No le había gustado el tono de aquel hombre, nuevamente autoritario. Ya no parecía interesarle en absoluto la pobre chica que yacía en el suelo.
—Aún tengo que limpiarle la sangre. Será un momento. Después necesitaré mantas, unas cuantas ramas fuertes y vendajes.
—No tenemos vendajes —dijo impaciente Di Tassi.
—Pues busquen lo que sea —contestó Nicolai—. Me han hecho venir para que hiciera mi trabajo. Pues déjenme trabajar.
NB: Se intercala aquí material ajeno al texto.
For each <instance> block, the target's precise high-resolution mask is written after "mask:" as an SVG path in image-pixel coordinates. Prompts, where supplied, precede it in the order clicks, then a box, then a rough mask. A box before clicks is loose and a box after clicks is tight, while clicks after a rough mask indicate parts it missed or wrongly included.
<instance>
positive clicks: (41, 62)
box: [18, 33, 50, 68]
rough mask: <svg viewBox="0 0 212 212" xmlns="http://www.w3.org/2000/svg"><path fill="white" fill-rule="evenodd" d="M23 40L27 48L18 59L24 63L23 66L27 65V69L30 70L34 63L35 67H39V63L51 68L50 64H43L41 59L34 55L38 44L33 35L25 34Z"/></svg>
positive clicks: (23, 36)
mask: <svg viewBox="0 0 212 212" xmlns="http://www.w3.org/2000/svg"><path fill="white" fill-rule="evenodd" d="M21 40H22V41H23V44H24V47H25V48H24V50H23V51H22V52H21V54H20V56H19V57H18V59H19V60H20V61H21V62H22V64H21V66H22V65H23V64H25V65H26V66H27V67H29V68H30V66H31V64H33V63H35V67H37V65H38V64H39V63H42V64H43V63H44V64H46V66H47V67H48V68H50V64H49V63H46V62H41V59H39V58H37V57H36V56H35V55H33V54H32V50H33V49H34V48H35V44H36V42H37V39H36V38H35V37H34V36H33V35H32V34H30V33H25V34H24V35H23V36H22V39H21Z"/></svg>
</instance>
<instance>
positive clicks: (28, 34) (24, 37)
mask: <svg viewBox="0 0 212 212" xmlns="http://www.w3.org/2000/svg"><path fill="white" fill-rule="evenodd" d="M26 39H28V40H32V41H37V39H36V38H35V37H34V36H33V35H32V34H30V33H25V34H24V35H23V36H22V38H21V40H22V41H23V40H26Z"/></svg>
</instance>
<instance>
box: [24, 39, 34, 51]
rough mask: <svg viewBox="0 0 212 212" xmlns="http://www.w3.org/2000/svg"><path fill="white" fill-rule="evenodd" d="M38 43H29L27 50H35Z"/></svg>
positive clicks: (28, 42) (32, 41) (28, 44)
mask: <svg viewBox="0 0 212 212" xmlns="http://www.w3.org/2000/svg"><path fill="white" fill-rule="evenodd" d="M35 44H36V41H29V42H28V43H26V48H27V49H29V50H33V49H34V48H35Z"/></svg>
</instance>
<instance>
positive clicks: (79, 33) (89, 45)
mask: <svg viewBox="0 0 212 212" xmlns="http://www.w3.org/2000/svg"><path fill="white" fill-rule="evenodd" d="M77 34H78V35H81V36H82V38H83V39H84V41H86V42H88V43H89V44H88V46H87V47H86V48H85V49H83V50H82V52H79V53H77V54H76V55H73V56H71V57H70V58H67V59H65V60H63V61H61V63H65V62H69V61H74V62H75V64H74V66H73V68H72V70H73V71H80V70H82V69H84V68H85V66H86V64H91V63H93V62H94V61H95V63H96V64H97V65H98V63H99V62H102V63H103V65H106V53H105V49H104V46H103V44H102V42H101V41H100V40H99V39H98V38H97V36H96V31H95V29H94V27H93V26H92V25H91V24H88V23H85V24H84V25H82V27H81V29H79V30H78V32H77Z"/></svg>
El hombre iba a replicar algo, pero se lo replanteó. Sacó de debajo de la muchacha una de las mantas con un movimiento rápido, se la dio a uno de los hombres que la habían estado sujetando y le ordenó que la rasgara a tiras.
El ruido de tela desgarrada resonó en el claro mientras Nicolai abría una vena en el tobillo derecho de la muchacha y llenaba un platillo tras otro de sangre. Al concluir la sangría, la joven dormía. Nicolai le vendó la herida, le entablilló la pierna izquierda con unas cuantas maniobras rápidas, le quitó la mordaza de la boca y le limpió un poco la cara. El rostro enmarcado en una cabellera negra parecía muy joven, pero el cuerpo, cuyas formas Nicolai podía intuir por debajo de la ropa, no tenía nada de niña. Una campesina, pensó. ¿Cuántos años tendría? ¿Cómo había llegado hasta allí? ¿Y qué ocurriría cuando volviera en sí?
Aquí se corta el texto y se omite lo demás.